I’ve written about my love for Michael Morpurgo on numerous occasions and in particular the gorgeous War Horse which I’ve been lucky enough to both read and see the play. Now, at last, I’ve watched the film.
Essentially the strapline to this film could have been “War Horse : IT’S TIME TO CRY AND WEEP AT FUTILITY AND NOBILITY AND PONIES AND STUFF”
Now I do realise that not everybody may approach this film from the same angle of PONIES and with a brain that melts into mush at Noble Deeds Being Done By Noble People. It’s terribly schmaltzy in places and it’s very idealised. The opening part of the film is sort as if Richard Curtis’ vision of London has been simply transposed onto the West Country.
Regardless of this, the film is very lyrically shot. It’s quite beautifully framed in places, and the editing is superb. Spielberg, for all his occasional hamminess, is a master of visual construction. Certain shots, like the moment at the windmill, are superb and also quite poetical. There’s a fluidity to Spielberg’s storytelling here that is very very gorgeous.
But oh God, this film made me cry. It made me sob and sob and sob. The horse(s?) they got to play Joey is/are superb.

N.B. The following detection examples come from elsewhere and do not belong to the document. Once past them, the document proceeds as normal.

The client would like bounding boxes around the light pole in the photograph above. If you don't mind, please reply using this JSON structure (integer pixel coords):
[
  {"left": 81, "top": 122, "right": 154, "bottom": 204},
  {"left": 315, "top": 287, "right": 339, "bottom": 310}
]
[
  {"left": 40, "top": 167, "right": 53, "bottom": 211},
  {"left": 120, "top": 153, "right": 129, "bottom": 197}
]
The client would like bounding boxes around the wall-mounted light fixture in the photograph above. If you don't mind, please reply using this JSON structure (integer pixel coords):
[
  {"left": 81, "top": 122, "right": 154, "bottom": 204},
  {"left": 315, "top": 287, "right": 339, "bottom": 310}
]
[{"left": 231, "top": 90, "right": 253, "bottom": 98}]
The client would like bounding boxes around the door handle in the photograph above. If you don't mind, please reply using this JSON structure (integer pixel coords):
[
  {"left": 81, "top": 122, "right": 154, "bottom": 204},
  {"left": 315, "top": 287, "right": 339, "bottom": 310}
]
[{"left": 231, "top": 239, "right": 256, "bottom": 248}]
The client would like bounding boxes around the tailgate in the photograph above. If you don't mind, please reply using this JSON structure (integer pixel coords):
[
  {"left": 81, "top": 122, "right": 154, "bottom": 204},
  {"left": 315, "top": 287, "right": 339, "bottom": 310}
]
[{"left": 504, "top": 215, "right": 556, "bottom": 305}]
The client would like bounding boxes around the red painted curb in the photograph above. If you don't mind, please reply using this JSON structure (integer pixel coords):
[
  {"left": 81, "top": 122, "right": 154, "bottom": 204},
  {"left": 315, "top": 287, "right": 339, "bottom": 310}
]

And the whole No Man’s Land scene? Amazing. Awful, amazing, awful, amazing.
I think if you’re caught by this story in the first place, you’re caught. You’re caught whether Joey grows up in page, stage or film and each version of War Horse has both merits and faults. For me, although I loved the film, it’s the play. The play wins . It’s magic. Pure theatrical magic.